TÜROFED Başkanı Osman Ayık ise Türk turizminin geldiği
noktayı özetleyerek başladığı konuşmasını şöyle sürdürdü:
"Ortada bir değer var ve bu değeri küçümsememek lazım. Türkiye'nin dünyada başarılı olduğu pek çok alan var. Bu sektörün başarısına ulaşan herhangi bir alan da yok. Biz aslında 30 yılın sonunda bu noktaya geldik. Çok şey öğrendik ve çok şey biriktirdik. İspanya 1960'larda başladı biz 80'lerde başladık. Onlar da hatalarla başladı. Sonra hatalarını düzeltti.Bu ülkenin ziyaretçi bulma anlamında bir sıkıntısı olmayacak. Bugün sadece kıyılarda turizm yapılmıyor. Aslında her yere ziyaretçi geliyor. Kıyılara gelen oran yüzde 45. Siz erişilebilir bir noktaya getirmediğiniz zaman turizm yapamazsınız. Demiryolu, hava ulaşımının gelişmesi bu nedenle çok önemli. Kültüre yaptığınız yatırım da çok önemli. Bu, sepete değer katıyor.Biz Türkiye'nin silahsız gücüyüz ve bu halimiz ile her yeri fethediyoruz. Bizim elimizde Kapadokya gibi bir değer var. Buraya Japonlar geliyor. Daha da gelecek. 'Hiçbir şey olmuyor' dememek lazım. Rakamlara bakmalıyız. Bu sektör öcü değil. Biz bu sektör ile bu ülkenin insanlarını değiştiriyoruz. İnsanlar turizm sayesinde dünya ile kucaklaşıyor. Bu ülke geleceğini turizm ile birleştirmek zorunda.Elimizde var olan değerleri turizme dönüştürme şansımız var. Ben bu sektöre herkesin inanması gerektiğini düşünüyorum. Bu sektör bu ülkeye çok şey kazandıracaktır.Son yıllarda ciddi bir kaplıca turizmi var. Dünyada tedavi turizmi diye bir durum var. Akdeniz Üniversitesi bugün yüz nakli yapıyor. Burada ciddi bir potansiyel var. Türkiye termal alanda dünyada sayılı ülkelerden bir tanesi. Biz bu saklı potansiyeli ürüne dönüştüremedik. Üstelik bir de İstanbul gibi bir ürünümüz var."

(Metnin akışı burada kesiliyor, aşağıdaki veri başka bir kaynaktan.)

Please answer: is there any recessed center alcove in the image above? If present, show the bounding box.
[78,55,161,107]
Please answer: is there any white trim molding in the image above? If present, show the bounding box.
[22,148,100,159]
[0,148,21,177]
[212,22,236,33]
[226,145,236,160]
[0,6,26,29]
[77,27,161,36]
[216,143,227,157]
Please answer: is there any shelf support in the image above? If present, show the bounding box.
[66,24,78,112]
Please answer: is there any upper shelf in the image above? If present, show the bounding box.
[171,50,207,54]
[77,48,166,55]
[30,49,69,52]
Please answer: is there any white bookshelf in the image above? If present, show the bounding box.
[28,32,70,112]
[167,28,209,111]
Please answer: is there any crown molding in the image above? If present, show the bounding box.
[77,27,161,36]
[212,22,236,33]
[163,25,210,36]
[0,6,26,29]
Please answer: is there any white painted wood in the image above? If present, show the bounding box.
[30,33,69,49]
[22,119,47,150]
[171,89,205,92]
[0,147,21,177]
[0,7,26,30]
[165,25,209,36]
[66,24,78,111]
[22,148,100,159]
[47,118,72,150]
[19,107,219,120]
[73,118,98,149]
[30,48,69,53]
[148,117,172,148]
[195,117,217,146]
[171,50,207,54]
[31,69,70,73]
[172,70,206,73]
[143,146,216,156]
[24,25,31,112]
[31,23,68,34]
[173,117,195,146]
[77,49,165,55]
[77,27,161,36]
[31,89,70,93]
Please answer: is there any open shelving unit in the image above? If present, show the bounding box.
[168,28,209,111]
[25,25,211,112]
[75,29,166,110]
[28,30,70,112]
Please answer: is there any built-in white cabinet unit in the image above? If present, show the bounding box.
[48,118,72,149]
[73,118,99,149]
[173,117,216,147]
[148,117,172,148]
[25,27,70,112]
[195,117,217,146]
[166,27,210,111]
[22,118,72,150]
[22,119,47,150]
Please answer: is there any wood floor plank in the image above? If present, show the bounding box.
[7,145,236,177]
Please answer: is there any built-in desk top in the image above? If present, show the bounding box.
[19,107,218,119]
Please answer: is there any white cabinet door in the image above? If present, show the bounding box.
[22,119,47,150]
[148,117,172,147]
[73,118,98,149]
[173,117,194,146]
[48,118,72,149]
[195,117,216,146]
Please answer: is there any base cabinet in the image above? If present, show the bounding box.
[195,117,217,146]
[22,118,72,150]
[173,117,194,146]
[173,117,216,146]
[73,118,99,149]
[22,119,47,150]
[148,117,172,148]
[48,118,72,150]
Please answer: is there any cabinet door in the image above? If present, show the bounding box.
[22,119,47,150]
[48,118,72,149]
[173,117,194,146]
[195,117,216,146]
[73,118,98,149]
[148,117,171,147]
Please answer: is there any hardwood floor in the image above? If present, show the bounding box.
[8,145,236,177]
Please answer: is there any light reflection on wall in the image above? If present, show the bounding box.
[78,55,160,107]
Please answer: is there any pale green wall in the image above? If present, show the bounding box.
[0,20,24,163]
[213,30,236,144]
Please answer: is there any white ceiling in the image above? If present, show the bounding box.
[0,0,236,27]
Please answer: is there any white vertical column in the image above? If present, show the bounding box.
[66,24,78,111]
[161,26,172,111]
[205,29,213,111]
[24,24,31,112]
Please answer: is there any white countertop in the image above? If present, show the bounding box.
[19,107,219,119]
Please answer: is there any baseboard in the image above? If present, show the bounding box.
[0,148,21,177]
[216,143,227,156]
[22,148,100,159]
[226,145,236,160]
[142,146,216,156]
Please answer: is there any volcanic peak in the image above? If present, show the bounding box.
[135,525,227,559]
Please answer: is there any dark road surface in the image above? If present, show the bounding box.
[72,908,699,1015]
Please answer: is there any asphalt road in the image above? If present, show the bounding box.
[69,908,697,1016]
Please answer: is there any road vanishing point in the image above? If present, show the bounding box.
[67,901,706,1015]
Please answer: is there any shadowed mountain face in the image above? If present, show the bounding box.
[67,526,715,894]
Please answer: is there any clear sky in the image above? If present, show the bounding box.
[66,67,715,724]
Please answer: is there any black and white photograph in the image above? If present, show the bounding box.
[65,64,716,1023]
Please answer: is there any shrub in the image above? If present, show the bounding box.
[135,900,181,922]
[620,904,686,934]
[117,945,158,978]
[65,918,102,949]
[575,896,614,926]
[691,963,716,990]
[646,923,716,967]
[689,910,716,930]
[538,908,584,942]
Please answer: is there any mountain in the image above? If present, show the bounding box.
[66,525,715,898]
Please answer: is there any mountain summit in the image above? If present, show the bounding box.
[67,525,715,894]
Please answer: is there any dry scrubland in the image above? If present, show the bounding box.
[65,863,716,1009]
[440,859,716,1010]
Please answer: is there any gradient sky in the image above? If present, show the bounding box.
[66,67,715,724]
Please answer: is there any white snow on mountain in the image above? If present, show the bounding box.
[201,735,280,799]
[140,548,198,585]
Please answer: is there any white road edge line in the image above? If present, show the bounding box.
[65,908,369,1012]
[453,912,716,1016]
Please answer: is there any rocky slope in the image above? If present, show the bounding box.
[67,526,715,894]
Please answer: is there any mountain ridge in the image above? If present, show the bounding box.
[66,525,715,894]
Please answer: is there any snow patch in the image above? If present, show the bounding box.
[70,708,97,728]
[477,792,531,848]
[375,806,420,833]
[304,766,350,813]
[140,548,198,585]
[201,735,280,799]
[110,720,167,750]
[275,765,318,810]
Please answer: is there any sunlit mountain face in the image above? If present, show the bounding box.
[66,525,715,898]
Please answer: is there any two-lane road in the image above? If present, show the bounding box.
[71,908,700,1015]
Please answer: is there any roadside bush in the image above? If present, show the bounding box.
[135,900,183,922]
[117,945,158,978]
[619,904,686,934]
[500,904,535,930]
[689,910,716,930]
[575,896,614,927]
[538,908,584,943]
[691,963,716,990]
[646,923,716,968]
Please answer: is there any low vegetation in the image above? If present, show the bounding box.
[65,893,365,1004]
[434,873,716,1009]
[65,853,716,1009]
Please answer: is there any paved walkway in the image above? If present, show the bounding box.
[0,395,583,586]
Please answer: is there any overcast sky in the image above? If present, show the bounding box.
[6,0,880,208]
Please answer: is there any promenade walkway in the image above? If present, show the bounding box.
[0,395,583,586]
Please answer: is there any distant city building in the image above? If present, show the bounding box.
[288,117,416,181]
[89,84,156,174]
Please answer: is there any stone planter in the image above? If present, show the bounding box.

TUROB Başkanı Timur Bayındır ise Türkiye'nin henüz değerlendirilmemiş turizm potansiyeline dikkat çekti. Bayındır şunları söyledi:"2023 yılında 50 milyon kişi 50 milyon dolar diyoruz. O zaman kişi başı 1000 dolar getirmeliyiz. Yeni ziyaretçiler bulmamız lazım. Deniz, kum, güneş diyoruz. Mesela Antalya'da belli bir müşteri oluşmuş. Buraya 50 euro fazla fiyat verseniz kimse gitmez. Ama elimizde bir de Ege sahilleri var. Bu sahillerde her şey dahil dışında imkânlar sunmalıyız. Buralardan alacağımız 1000 dolar diğer yerlerden alacağımız 500-600 dolardan daha faydalı olacak.Türkiye'nin çekim alanı olmayan hiçbir yeri yok. Bundan sonra yapacağımız oteller büyük ve "doldur-boşalt" şeklinde değil, yeni yapacağımız tesisler çok daha özel ve modern olmalı. Üstelik yüksek ücretler ile turist çekmeli." Kültür turizminin sadece tarihi ve kültürel eserlerden ibaret olmadığına dikkat çeken Bayındır, insan unsurunun ön plana çıkartılması gerektiğini vurguladı. Bayındır, bu konuda şunları söyledi: "Tabii kültür turizmini ben biraz faklı görüyorum. En merak ettiğim şey o bölgede yaşayan insanların nasıl yaşadıkları. Ben bunu çok merak ediyorum. Mesela Yörük evleri var. Buralarda gözlemeler açılır, ayran ikram edilirdi. Sanırım bir tek Safranbolu var. Ama Türkiye'de bu şekilde evinde misafir edebilecek çok yer var.Mesela 23 Nisan gibi bir çocuk bayramımız var. Neden bunu uluslararası bir bayram ve festival haline getiremiyoruz. Neden bütün çocuklar gelmesin ve 1 hafta okullar tatil olmasın. Türkiye'nin 1300 tane termal kaynağı varken bunun 40 kadarını kullanıyoruz. Ilıcadan termale geçmemiz gerekiyor. Düşünün ki bütün Avrupa yaşlanıyor; o zaman bu insanların hepsini buraya getirebiliriz."